Second, his reference to “walls”:
That is why the greatest danger of all is to allow new walls to divide us from one another. The walls between old allies on either side of the Atlantic cannot stand. The walls between the countries with the most and those with the least cannot stand. The walls between races and tribes; natives and immigrants; Christian and Muslim and Jew cannot stand. These now are the walls we must tear down.
Referring to cultural and social differences as “walls’ smacks of elitist multi-culturalism, and is a slap in the face to those who remember the real walls that snaked through Berlin less than 20 years ago. Soviet Communism presented a very real and dangerous threat—similar to the one currently being brought forth by Islamic terrorism.
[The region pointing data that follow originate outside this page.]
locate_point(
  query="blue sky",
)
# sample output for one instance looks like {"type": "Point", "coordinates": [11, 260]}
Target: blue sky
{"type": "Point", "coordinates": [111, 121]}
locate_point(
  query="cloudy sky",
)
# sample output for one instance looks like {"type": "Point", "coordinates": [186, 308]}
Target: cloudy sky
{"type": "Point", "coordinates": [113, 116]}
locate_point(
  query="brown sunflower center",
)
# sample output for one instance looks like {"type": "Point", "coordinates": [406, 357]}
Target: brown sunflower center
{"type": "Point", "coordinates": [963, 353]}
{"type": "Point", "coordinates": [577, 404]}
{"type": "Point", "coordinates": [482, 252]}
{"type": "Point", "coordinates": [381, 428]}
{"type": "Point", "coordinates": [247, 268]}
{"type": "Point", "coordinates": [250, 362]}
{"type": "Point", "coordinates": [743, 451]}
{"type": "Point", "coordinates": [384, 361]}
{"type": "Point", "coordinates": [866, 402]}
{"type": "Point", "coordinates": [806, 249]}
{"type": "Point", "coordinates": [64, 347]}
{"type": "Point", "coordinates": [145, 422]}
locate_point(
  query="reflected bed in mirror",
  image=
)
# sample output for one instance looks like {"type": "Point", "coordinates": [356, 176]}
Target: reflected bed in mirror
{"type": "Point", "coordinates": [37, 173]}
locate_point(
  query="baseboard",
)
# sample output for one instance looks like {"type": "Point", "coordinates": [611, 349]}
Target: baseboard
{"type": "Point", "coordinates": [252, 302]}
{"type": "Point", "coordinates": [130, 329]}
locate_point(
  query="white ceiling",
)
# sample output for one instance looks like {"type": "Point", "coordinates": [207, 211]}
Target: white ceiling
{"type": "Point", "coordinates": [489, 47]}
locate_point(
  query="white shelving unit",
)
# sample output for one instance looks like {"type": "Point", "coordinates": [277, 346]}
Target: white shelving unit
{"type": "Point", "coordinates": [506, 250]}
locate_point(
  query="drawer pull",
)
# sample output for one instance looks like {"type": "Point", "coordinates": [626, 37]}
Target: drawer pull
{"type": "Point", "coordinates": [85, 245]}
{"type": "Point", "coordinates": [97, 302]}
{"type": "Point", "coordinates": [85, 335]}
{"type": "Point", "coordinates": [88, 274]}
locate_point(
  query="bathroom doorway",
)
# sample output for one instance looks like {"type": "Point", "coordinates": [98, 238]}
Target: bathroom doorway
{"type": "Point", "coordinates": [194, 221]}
But to compare religious and cultural differences to the fundamental political differences of freedom that separated the Soviet Union from the rest of Western Europe is an unforgivable mis-proportioning of the past.
Third, his comments on terrorism are strikingly absent of any mention of Iraq.
“This is the moment when we must defeat terror and dry up the well of extremism that supports it. This threat is real and we cannot shrink from our responsibility to combat it [italics added]. If we could create NATO to face down the Soviet Union, we can join in a new and global partnership to dismantle the networks that have struck in Madrid and Amman; in London and Bali; in Washington and New York. If we could win a battle of ideas against the communists, we can stand with the vast majority of Muslims who reject the extremism that leads to hate instead of hope.
The question remains then: how do we stand? Do we stand passively to the side as extreme terrorists reenter Iraq and create a Vietnam withdrawal-like nightmare? Or do we stand shoulder to shoulder with them again the tyranny of these networks? Do we have the responsibility to finish what we began, Senator Obama? Where do we draw the line?
And finally, why didn’t the Senator deliver his address in German? If he wants me to speak Spanish when I go to Mexico (or merely further South), I expect him to speak German when addressing thousands of adoring German citizens. Perhaps they didn’t understand what he said after all.